Понадобилось некоторое время, чтобы вспомнить, как его зовут.
– Федька, покажи мне, кто виновник, – сказал Иван тихо.
– Да я не знаю, – сквозь слезы выговорил мальчишка. – Я ж к вам за подмогой побежал. Вот у деда Грини спроси, он небось видал.
Федька махнул куда-то в сторону и пошел поднимать бьющуюся на земле, рыдающую женщину.
Иван обернулся к старику в обгорелом тулупчике, который стоял, опершись на клюку, угрюмо глядя на пленных поляков.
– Кто это сделал? – прохрипел Иван, дергая крючок доломана на горле.
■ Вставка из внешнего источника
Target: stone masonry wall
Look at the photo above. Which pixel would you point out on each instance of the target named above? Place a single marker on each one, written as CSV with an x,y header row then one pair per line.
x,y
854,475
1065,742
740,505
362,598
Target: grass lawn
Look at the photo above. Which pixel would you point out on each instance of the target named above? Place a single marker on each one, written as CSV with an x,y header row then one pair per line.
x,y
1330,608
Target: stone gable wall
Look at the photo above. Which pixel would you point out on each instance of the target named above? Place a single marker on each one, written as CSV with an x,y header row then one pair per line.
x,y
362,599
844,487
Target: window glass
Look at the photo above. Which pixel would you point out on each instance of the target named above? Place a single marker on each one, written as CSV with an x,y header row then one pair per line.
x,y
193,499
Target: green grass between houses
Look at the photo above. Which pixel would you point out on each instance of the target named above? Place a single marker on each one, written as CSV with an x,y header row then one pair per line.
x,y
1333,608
– Долговязый такой шляхтёнок, бешеный совсем, – сипло пробормотал старик. – Начал Катерину лапать, она его руку отбила. Он: чего, дескать, кочевряжишься, мы Смоленск взяли, Москву взяли, неужто думаешь, я тебя не возьму? А Катюшка ему: вы и Москву потеряли, и Смоленск потеряете, а я лучше умру, чем с тобой лягу. А он: ладно, тогда постоишь. Схватил ее, к стене швырнул да и приколол саблей. Откуда только силища в таком долговязом да тощем взялась?! Одну руку ее своим ножом к бревну прибил, другой взял у кого-то, а потом… – Он говорил уже с трудом. – Прочие ляхи тоже над девками наохальничали, но чтоб такое!.. Да небось злое татаровье так над Русью не измывалось, как этот шляхтёнок!
– Где он, покажи его! – потребовал Иван, однако дед Гриня только за сердце взялся да и сел прямо на землю, тяжело дыша, не успевая утирать слезы.
Иван вынул саблю из ножен и медленно подошел к пленным, которые при его приближении сползлись друг к другу теснее, смотрели с ужасом.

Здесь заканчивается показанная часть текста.